Code page 1258: 0xF4 0xEC (circumflexed lowercase O, combining acute).
Table-mapped to Unicode: U+00F4+0301.
- For reference, this is 0xAB 0xB3 in TCVN/VSCII (levels 1 and 2).
NFC form of the above: U+1ED1.
- Cannot map directly to Windows-1258: comes out as ố with html error mode.
- For reference, this is 0xD3 in VPS, 0xAF in VISCII, and 0xE8 in TCVN/VSCII (all levels).
NFD form of the above: U+006F+0302+0301 (lowercase O, combining circumflex, combining acute).
- U+0302 cannot map directly to Windows-1258, so the whole thing comes out as ố.
- For reference, this is 0x6F 0xE1 in VNI for Windows (since it has a separate character for U+0302+0301, namely 0xE1 in lowercase and 0xC1 in uppercase), 0x6F 0x87 in VNI for Macintosh (basically equivalent to the same put through a Windows-1252→MacRoman routine), and 0xE2 0xE3 0x6F in ANSEL (order reversed, since ANSEL diacritics precede what they modify).

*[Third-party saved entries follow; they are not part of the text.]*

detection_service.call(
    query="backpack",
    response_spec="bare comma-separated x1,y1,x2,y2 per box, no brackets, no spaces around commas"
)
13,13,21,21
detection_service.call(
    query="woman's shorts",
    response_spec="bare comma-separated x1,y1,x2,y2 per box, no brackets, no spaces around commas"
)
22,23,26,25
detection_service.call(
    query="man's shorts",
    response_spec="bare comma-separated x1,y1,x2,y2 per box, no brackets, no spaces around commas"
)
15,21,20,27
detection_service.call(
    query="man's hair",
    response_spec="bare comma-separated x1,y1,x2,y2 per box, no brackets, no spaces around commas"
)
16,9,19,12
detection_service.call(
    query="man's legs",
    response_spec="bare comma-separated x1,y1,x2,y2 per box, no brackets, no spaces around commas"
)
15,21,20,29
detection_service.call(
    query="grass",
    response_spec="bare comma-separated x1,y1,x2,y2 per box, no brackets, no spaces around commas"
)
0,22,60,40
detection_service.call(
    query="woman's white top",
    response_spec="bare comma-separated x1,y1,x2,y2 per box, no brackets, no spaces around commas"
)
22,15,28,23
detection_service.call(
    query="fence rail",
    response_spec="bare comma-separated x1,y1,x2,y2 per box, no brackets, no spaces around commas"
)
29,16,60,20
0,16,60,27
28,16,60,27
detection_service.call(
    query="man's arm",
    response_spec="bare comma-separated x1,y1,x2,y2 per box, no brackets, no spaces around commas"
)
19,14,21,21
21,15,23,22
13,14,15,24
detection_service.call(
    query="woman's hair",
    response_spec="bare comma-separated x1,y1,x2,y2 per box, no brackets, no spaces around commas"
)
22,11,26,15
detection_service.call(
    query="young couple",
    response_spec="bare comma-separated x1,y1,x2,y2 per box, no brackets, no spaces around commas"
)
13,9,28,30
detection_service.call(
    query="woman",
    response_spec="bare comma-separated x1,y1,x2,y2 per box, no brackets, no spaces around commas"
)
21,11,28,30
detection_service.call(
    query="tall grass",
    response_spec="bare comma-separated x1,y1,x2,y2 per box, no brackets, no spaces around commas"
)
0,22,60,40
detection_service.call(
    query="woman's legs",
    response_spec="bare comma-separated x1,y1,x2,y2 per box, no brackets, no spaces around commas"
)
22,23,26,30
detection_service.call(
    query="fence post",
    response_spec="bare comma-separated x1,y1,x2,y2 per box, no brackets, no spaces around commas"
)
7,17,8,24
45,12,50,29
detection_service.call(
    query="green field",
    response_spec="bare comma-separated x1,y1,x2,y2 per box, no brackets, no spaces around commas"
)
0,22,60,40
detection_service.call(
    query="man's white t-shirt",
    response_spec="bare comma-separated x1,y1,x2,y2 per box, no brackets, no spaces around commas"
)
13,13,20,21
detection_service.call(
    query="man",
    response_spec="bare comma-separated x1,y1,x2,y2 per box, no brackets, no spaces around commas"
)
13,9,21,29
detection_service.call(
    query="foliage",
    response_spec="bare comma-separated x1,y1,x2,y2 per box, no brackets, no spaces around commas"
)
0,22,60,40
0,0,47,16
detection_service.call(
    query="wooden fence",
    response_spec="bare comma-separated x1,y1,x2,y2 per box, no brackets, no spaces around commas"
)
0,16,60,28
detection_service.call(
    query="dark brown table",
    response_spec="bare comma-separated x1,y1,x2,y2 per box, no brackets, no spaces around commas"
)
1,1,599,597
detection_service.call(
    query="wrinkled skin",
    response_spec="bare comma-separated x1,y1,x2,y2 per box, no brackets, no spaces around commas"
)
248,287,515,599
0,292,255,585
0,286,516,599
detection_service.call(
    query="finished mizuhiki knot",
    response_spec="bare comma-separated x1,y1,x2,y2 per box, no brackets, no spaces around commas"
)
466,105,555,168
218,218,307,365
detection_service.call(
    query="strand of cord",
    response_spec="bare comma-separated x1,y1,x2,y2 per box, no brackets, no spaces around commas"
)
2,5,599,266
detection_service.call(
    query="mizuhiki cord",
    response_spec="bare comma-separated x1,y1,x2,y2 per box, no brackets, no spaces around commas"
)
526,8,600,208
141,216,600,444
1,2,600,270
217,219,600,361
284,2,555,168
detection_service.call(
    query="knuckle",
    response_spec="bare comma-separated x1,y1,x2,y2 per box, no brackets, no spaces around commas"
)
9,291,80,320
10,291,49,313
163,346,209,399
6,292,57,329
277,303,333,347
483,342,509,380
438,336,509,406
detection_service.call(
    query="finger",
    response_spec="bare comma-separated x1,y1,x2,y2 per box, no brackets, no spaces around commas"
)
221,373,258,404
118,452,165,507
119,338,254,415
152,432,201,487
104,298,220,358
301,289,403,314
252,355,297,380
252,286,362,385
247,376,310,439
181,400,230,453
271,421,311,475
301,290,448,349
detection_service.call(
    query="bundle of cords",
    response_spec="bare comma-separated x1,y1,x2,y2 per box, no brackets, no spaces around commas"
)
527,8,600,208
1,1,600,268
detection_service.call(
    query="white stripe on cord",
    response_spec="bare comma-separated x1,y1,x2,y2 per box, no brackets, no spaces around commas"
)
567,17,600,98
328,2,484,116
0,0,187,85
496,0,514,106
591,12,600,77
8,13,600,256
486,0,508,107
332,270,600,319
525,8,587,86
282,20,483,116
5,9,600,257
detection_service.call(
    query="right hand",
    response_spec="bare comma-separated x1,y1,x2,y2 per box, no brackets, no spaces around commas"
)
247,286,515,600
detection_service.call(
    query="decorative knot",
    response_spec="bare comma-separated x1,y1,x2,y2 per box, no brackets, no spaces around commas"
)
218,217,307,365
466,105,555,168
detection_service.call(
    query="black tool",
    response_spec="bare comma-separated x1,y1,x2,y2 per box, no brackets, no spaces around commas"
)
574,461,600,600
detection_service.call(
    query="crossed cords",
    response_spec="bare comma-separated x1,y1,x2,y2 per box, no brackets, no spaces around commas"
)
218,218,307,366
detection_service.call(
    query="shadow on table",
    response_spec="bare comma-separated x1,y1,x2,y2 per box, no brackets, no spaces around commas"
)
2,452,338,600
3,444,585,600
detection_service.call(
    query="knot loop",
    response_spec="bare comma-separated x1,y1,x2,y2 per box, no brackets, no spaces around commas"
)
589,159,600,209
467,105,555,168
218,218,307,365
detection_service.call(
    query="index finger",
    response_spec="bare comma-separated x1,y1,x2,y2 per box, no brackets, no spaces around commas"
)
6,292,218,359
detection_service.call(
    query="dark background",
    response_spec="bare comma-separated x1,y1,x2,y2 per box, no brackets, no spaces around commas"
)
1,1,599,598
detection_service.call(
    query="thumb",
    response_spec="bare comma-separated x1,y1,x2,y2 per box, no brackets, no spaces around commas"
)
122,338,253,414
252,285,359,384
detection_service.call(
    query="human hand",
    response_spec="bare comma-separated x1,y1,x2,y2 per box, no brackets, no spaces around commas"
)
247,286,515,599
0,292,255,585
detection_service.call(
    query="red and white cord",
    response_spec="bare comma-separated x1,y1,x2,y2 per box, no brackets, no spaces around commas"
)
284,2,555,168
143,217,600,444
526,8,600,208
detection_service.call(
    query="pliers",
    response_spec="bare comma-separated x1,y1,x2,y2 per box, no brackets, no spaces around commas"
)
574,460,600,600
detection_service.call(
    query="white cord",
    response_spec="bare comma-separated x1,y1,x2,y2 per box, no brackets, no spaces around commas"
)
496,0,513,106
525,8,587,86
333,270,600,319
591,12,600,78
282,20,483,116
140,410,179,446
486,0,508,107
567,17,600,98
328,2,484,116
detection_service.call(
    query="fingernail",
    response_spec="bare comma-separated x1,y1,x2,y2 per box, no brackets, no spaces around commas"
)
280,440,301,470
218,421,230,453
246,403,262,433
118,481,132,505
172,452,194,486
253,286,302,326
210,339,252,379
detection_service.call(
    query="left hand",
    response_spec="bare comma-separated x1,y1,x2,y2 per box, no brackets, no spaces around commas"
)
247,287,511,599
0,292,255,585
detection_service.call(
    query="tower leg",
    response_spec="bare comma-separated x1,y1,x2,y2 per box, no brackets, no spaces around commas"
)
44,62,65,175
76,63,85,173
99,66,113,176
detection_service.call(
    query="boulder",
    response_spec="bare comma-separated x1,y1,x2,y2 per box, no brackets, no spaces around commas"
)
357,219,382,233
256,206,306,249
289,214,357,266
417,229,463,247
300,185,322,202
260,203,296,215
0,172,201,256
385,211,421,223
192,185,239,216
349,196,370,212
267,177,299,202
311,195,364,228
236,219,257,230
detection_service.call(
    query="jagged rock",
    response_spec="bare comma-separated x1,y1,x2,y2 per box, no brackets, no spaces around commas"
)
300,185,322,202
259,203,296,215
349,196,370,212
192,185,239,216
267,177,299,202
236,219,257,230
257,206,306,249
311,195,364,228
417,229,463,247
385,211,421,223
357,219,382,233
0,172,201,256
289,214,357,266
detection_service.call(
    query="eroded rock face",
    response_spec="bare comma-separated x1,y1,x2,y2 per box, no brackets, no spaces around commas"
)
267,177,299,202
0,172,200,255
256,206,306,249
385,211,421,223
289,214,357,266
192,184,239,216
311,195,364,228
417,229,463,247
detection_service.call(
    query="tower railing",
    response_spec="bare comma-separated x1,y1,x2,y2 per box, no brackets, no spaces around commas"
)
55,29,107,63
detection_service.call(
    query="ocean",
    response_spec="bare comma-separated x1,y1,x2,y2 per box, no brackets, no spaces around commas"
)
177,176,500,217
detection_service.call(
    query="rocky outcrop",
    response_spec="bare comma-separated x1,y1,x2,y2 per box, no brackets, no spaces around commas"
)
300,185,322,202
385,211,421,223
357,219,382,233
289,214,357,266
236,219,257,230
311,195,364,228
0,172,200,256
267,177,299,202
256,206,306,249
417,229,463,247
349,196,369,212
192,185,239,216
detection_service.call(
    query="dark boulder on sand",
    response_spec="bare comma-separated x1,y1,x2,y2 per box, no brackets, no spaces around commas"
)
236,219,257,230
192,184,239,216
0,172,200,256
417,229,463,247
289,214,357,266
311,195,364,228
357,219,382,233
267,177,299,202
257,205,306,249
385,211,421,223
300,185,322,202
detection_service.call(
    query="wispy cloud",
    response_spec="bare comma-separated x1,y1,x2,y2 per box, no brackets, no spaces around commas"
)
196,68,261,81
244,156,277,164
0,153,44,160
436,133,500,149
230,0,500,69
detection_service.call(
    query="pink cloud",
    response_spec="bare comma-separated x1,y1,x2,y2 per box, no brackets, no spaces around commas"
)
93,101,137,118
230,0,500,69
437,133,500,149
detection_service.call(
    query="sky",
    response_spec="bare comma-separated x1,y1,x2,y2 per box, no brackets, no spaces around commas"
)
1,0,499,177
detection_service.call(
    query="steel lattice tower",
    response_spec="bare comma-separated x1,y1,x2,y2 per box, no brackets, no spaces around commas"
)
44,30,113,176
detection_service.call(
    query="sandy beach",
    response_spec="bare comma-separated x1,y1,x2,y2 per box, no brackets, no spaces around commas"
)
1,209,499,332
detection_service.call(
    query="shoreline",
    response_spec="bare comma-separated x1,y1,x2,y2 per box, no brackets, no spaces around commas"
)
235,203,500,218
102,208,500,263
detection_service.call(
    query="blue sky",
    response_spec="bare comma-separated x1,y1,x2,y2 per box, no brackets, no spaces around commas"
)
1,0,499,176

- It also so happens to be 0xC2 0xC3 0x6F (again, reversed compared to Unicode) in ITU T.51 and ITU T.61, although it is not part of the ISO/IEC 6937 repertoire (also ITU T.51 Annex A), and therefore would not be considered valid in all contexts. Furthermore, T.51/T.61 includes an insufficient set of diacritics to properly support Vietnamese in the first place.

One would presume that an input method actually designed for Unicode would input by one of the preferred forms (in practice, NFC is preferred over NFD, with HFS+ filenames being an exception iirc). One would presume that an input method cannot be relied upon to produce the unusual, non-normalised form U+00F4+0301.

Hence, WHATWG’s (and Python’s, for that matter) encoder for Windows-1258 is insufficient for anything besides round-tripping non-normalised data decoded from Windows-1258 to begin with.